Mais surtout, l’idée de plaisir dans la communauté d’apprentissage clinique n’est pas basée uniquement sur le jeu. Elle a à voir avec ce sens de la communauté elle-même, l’objectif collectif à viser l’environnement non hiérarchique où chacun.e peut proposer des textes et des idées différentes.  Nous n’avons pas seulement un projet lié à l’enseignement des droits de l’homme, mais une proposition de former des gens, et d’être formés par eux, tandis que nous transformons et sommes transformés par nos étudiants et étudiantes. Je crois que cela change tout.

Dans quelle mesure ces jeux vous ont-ils aidé surmonter les difficultés de l’enseignement clinique et communautaire dans le contexte de Covid-19 ? Quelles suggestions avez-vous à faire pour éviter la simple transposition en ligne des méthodes d’enseignement  » classiques  » ?

JG : Tout d’abord, le processus d’apprentissage en ligne peut et doit proposer d’autres formes d’apprentissage et d’enseignement, et non pas seulement  » répéter  » la méthode traditionnelle en classe, ou penser que nous devons suspendre toute forme d’innovation parce que nous sommes seulement en ligne. Dans notre pratique, le jeu a été très utile pour interagir avec les étudiants et étudiantes en ligne d’une manière différente et efficace.
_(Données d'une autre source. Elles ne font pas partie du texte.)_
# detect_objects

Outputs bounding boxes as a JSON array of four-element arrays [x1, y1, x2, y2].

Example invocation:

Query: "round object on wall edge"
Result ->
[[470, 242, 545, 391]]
D’après ce que nous avons vécu cette année d’enseignement en ligne, nous pensons que, bien que de nombreux espaces dans lesquels nous étions en contact avec la communauté, qui est notre base, aient été fermés, l’élargissement de l’accès de ces personnes, et nos contacts plus fréquents avec elles, ont rendu nos relations avec la communauté et les mouvements sociaux plus solides et plus puissantes. Nous avons été constamment conscients des opportunités que les nouvelles situations nous apportent, et ainsi nous avons pu être dans des événements nationaux pour discuter de notre thème, nous avons élargi notre dialogue avec les médias à travers des podcasts et des articles, et cherchons à travailler directement avec le thème des personnes vivant dans la rue, en aidant le gouvernement dans cette gestion de la crise sociale liée au COVID. Relier l’apprentissage à la réalité sociale est, pour nous, la principale formule pour maintenir l’enthousiasme dans la salle de classe. Il doit y avoir un dialogue avec les étudiants et étudiantes sur la réalité sociale, qui change constamment. De notre point de vue, les cliniques juridiques ne devraient pas être transformées en une classe traditionnelle avec des textes et des pratiques stables. Sa forme malléable est sa grande force.